I feel like I am under attack. I am being bombarded by imagery, forecasts, retweets, shares, and the like about Tropical Storm Isaac. Of course, the more you tweet, the harder it is for good information to be found that it timely and relevant. I certainly can not claim that I everything I tweet is necessary, or good, or even useful (Thankfully I do not tweet very much). Do you stay on message? Stay focused? Provide substantive updates?
A novel concept was presented at the AMS Summer Community Meeting by Jeanette Sutton, University of Colorado. She boldly stated that twitter was the next observation system. Astutely pointing out that people generate data (tweets, pictures) that may have substantive meaning worthy of collecting on the ground in any situation, be it a crisis, disaster, or event of note.

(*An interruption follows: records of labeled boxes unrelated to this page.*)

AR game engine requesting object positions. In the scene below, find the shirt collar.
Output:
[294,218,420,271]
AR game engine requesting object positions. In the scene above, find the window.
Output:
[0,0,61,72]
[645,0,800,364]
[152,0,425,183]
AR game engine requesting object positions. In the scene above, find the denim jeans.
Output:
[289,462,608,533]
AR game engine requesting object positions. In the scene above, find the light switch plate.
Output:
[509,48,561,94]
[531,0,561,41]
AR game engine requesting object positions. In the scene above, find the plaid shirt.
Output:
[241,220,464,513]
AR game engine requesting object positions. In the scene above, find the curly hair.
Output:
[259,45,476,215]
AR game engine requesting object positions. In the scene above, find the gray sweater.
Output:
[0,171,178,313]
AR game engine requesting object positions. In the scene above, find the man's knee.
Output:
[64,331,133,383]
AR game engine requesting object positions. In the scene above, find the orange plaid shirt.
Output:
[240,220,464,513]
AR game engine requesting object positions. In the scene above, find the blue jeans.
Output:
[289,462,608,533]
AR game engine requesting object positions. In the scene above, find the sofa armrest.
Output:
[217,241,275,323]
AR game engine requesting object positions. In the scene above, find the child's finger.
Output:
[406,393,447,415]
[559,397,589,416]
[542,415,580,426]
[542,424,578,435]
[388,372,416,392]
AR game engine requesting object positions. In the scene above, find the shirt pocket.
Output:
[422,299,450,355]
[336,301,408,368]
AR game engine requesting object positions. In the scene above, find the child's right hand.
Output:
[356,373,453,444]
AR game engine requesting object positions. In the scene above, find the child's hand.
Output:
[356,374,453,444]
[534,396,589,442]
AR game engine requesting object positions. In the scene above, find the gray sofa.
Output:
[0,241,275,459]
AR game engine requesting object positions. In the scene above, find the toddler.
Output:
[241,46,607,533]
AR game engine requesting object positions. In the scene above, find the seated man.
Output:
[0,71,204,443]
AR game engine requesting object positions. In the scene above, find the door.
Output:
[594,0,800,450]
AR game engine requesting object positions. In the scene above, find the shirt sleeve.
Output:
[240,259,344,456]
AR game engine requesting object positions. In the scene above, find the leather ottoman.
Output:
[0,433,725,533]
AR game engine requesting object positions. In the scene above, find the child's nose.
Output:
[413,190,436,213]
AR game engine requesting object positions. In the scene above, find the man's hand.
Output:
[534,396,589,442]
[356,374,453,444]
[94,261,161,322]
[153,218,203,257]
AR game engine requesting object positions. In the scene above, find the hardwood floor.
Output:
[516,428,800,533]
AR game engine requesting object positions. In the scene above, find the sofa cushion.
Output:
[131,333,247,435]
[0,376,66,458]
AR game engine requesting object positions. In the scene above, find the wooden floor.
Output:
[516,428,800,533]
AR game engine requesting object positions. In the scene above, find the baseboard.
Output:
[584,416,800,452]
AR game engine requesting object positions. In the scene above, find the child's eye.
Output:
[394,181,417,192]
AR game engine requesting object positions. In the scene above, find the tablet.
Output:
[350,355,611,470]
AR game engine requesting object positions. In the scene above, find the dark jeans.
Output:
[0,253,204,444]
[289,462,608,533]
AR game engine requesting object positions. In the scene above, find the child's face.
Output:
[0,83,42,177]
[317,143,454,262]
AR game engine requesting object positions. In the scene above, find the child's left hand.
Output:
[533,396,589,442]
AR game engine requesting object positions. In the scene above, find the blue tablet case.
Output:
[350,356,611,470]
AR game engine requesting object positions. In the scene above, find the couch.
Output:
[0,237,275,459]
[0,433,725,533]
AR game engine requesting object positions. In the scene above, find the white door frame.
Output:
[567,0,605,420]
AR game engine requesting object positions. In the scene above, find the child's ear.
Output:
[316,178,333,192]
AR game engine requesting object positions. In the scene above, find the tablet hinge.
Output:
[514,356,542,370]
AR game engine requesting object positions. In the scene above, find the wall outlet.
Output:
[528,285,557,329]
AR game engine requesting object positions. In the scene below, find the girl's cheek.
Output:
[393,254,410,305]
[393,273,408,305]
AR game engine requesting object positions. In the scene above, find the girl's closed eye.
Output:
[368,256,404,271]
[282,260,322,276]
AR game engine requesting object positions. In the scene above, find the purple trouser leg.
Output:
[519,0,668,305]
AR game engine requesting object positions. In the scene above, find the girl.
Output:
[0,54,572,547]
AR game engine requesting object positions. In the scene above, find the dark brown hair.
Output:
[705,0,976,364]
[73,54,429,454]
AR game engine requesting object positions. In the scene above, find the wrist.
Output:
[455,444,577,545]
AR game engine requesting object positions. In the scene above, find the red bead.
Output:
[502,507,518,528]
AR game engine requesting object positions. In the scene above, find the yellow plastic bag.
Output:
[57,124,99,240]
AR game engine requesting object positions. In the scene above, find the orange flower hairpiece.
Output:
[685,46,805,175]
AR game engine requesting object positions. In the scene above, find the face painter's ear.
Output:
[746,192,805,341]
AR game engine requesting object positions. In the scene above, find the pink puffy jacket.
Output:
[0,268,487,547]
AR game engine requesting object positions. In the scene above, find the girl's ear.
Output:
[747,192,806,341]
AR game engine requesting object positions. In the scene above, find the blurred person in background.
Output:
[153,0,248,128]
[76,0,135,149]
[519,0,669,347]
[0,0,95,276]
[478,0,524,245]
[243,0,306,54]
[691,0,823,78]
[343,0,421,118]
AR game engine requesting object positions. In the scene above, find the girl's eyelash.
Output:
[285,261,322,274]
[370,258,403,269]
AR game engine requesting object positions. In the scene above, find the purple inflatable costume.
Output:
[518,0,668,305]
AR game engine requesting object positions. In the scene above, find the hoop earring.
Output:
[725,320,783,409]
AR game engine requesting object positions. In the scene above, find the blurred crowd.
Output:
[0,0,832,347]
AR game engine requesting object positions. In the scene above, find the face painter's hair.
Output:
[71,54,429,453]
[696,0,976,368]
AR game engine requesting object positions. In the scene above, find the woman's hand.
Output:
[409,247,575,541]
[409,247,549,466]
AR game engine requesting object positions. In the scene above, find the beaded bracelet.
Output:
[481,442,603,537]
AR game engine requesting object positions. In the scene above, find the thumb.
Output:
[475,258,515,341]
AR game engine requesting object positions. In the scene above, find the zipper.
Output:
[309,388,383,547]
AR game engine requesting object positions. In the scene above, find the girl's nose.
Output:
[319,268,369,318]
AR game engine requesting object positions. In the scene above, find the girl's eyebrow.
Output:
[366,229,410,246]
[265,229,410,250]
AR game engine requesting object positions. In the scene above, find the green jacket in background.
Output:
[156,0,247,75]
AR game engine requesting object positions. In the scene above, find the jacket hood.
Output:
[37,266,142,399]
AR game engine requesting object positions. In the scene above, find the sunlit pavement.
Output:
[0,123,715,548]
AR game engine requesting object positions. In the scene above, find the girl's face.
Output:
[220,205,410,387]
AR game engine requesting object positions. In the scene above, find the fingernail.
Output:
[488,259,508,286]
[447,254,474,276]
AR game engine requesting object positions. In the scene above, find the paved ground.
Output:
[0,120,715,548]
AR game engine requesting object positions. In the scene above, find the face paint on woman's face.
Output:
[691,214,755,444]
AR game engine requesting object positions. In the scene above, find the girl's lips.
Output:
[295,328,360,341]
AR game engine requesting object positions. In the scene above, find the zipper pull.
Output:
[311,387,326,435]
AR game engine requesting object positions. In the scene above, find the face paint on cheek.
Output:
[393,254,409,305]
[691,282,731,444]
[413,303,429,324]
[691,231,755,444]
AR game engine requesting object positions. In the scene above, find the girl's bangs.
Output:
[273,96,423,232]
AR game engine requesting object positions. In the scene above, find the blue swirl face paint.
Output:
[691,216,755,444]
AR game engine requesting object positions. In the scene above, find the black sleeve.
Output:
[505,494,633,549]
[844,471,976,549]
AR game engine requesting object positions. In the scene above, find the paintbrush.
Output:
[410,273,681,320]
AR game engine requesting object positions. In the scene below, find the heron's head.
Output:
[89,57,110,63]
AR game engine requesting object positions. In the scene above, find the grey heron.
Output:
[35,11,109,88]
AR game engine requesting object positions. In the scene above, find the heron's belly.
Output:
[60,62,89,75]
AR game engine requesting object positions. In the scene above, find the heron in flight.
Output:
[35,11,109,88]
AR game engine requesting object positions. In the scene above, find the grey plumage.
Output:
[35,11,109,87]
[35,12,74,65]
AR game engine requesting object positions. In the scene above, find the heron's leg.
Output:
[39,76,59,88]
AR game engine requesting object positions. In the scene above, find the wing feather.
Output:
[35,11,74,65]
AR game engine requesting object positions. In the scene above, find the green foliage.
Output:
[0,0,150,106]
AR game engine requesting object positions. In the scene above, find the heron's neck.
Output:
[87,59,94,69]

She stated boldly that people are ravenous in their pursuit of information. Let me point out that a) there needs to be information to pursue and b) people will look for the information they want, not what you throw at them wildly.
Other random facts: Something like 50 percent of people in this country have a smart phone. Of those people 47 percent use that smart phone to get weather information (of some type).
So with an observing system like this:
1. Why bombard people with information? How do we, in the collective, present enough information to be meaningful, that reaches those people who we are trying reach?
2. Who is doing the listening?
Dr Suttons' work involved trying to figure out the trusted, local sources of information before, during, and after an event. The point of course is to steer information seekers to those people. This is of course has me thinking what the broader disaster community should be providing? because the bombardment is exactly successful, its just what happens. How does a community like this evolve?